Tony, First of all, take some time and browse through some of the various eggs that interface to foreign code, for example anything by Felix, Thomas or Kon. Although the manual contains all the technical details, for practical implementation it is best to pore through existing code to get a feel for the idioms and maybe comments on design decisions. The allocation method you choose will depend on what exactly you're trying to do (if you have a concrete example, post it here and we can offer some advice on that).
Briefly, the two ways you would normally do this are: allocate on the C stack in C, and allocate a Scheme object in Scheme and pass it to the C function. You mentioned both constructing a Scheme object and allocating a foreign record, so it's not clear what your goal is. You may allocate relatively moderate amounts of data on the C stack and then "return" it if your function is declared as foreign-primitive. (It is not "returned" but rather "passed forward" in CPS--no stack unwind is done.) For example, you could generate a vector, or convert an C array of ASCIIZ strings to a vector of Scheme strings. You may also, if you know the size of a piece of foreign data ahead of time, allocate a scheme object (for example, via make-byte-vector) and pass that as a parameter to the C function. You would do this when the C code needs to write to a C structure that you are making available to Scheme (for example, the dst result of inet_pton(af, src, dst) ). There are some other advanced methods of allocation, some of which have been mentioned on this list over time, but I have found these two almost always suffice. On 1/22/07, Tony Sidaway <[EMAIL PROTECTED]> wrote:
As I understand it, Chicken's design means that structures are allocated on the C stack frame, so for instance I could use C_alloc() and various C macros such as C_vector() to allocate a Scheme object on the C stack and it would be subsequently usable in Scheme code, but this would only be useful for callbacks, because the data is reclaimed by the normal stack unwind when the foreign (C) function returns.
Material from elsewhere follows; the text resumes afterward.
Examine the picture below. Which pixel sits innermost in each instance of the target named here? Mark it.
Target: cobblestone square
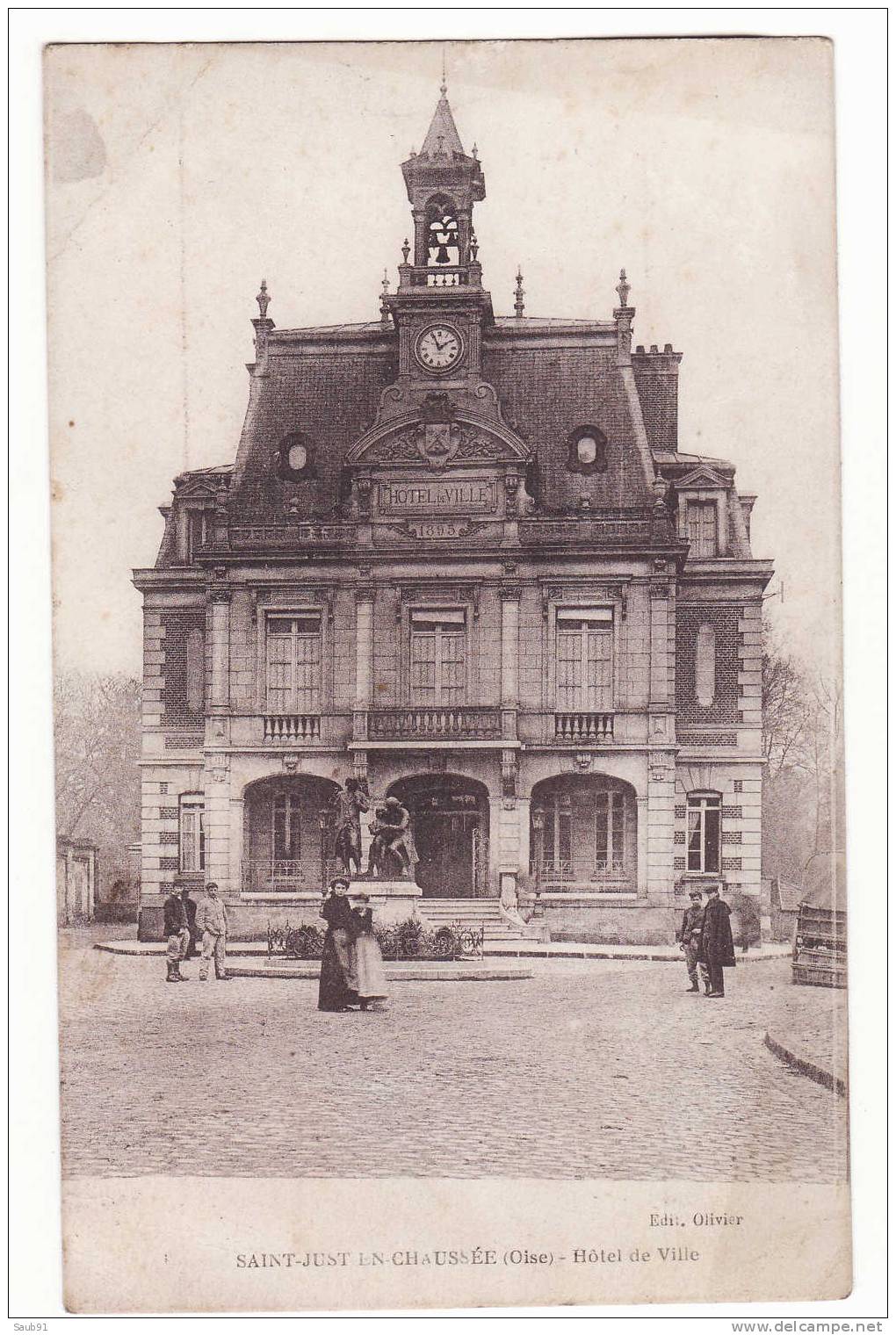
(589, 1070)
A cleaner way is to rewrite the code so that the foreign data structure is declared as a foreign-record and allocated (on the C heap) in Scheme code prior to the C call. Appropriate use of set-finalizer! ensures that the allocated heap memory is freed when the associated (enclosing) Scheme object is about to be reclaimed by garbage collection. This is also pretty efficient because the data structure is controlled by malloc() and free() and there is no run-time impact on the C code, which simply works on the allocated C structure.